The results of the study are published in the March 4, 2009, issue of the Journal of the American Medical Association.
FDA Issued an Early Communication About Safety Review
Clopidogrel is a prodrug converted in the liver to its active form by cytochrome P450 isoenzymes, with P450 2C19 playing a particularly important role. There is evidence suggesting that various PPIs can inhibit P450 2C19, which would alter the effectiveness of clopidogrel and potentially lead to an increased risk of adverse cardiovascular outcomes.
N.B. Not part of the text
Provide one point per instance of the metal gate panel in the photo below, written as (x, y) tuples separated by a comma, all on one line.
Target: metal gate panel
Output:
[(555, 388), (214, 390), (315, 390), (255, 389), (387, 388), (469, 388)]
As noted by the investigators, many patients treated with clopidogrel and aspirin following ACS are also treated with PPIs to reduce the risk of gastrointestinal bleeding with dual antiplatelet therapy.
In January, the US Food and Drug Administration (FDA) announced it was continuing to study the effectiveness of clopidogrel in patients taking other medications, particularly PPIs, as well as in those with genetic variants linked with clopidogrel resistance. Despite the early communication from the FDA, the existing data were insufficient to make firm recommendations, leading investigators to analyze the interaction in a large cohort of Veterans Affairs patients.
In this retrospective cohort study, 8205 patients with ACS taking clopidogrel after discharge from the hospital between 2003 and 2006 were identified. Of these patients, 64% were prescribed a PPI at discharge or during follow-up, while 36% were not prescribed a PPI. Those prescribed a PPI tended to be older and have more comorbid disease, including higher rates of diabetes, prior myocardial infarction (MI), previous coronary artery bypass grafting (CABG) surgery, peripheral vascular disease, and lung and renal disease.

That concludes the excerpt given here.